In Lebanon, even the act of dancing can become a political gesture. In a recent RTBF piece, Alexandre, a Lebanese dancer resisting war through movement, says: “Le pire, ce ne sont pas les bombes, c’est l’indifférence,” a sentence that cuts straight through the numbness surrounding a country still absorbing violence, displacement and the slow erosion of daily life.

Read the original RTBF article here: Le pire, ce ne sont pas les bombes, c’est l’indifférence : Alexandre résiste avec sa danse à l’invasion du Liban.

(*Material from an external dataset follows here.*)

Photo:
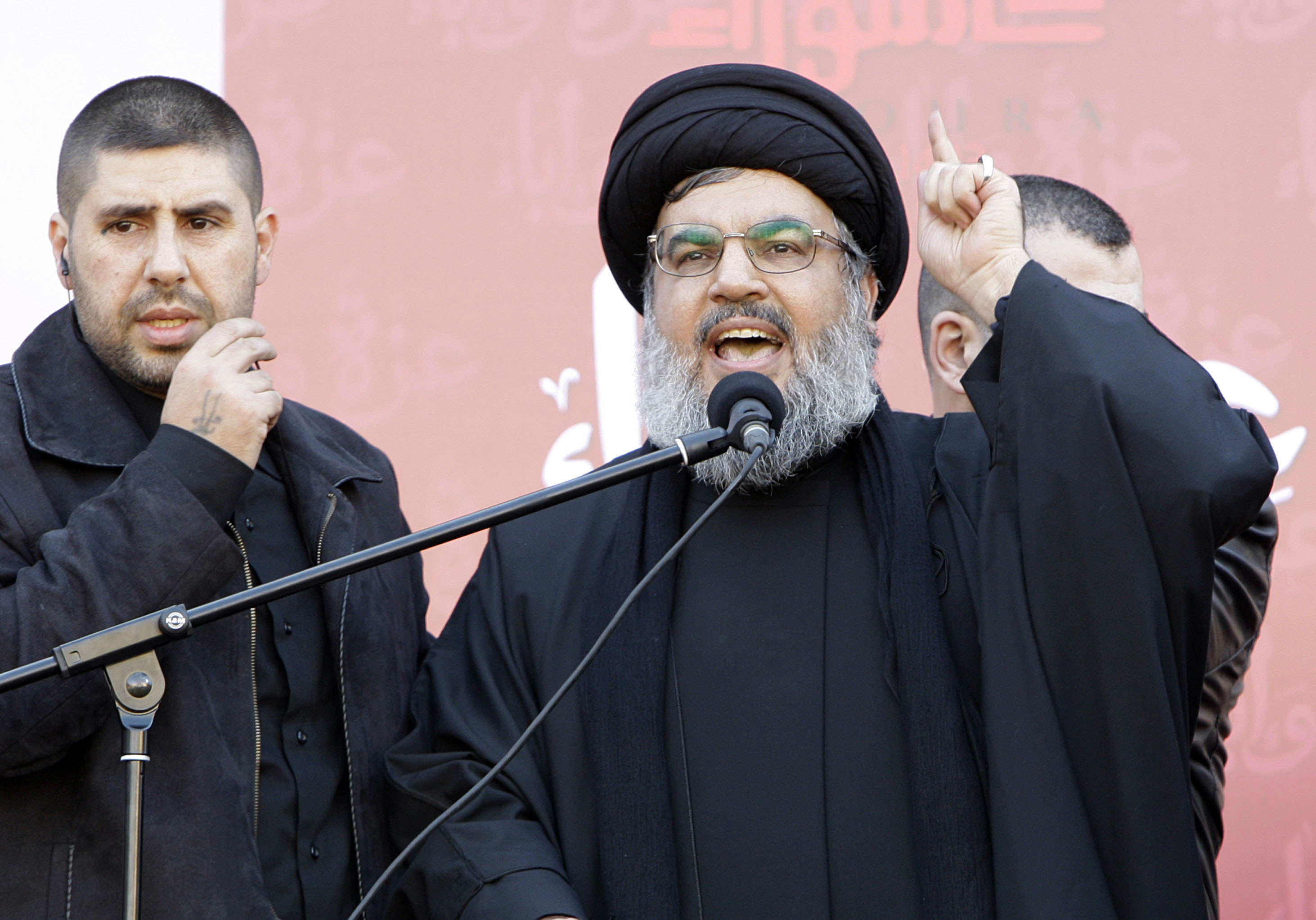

Alexandre’s story matters because it places art exactly where it often becomes most urgent: inside a country being pushed to its limits. Lebanon is not only living through war and instability, but also through a deep social and economic collapse that has left artists trying to continue creating in a landscape of ruins, uncertainty and exhaustion.

View de video here : https://www.rtbf.be/auvio/embed/media?id=3465476

Art as survival

What makes Alexandre’s dance powerful is not only its beauty, but its refusal to disappear. In the RTBF report, he presents movement as resistance — a way to stay visible, to stay alive, and to answer destruction with presence rather than silence.

That is the condition many Lebanese artists are working under now. Whether through dance, visual art, music or performance, they are trying to build meaning in a country where infrastructure has been damaged, institutions weakened, and the emotional cost of survival is carried in every gesture.

A country in ruins

To speak about Lebanese artists today is also to speak about a country that has been repeatedly broken open by war, political paralysis and economic collapse. Beirut in particular remains marked by the 2020 port explosion and by the layers of damage that have accumulated since then, both material and psychological.

In that context, art is not a luxury. It becomes a form of witness, a way to preserve memory, and sometimes the only remaining space where grief, rage and dignity can still coexist. Alexandre’s dance belongs to that lineage: not escapism, but survival through expression.

Why this story resonates

Ket follows stories like Alexandre’s because they show what art can still do when politics fails and institutions collapse. His movement becomes a reminder that visibility itself can be a resistance strategy, especially in a region where indifference can be as destructive as violence.

And Lebanon’s artists keep proving that even from within collapse, culture does not stop. It mutates, persists and keeps naming what power would rather leave unspoken.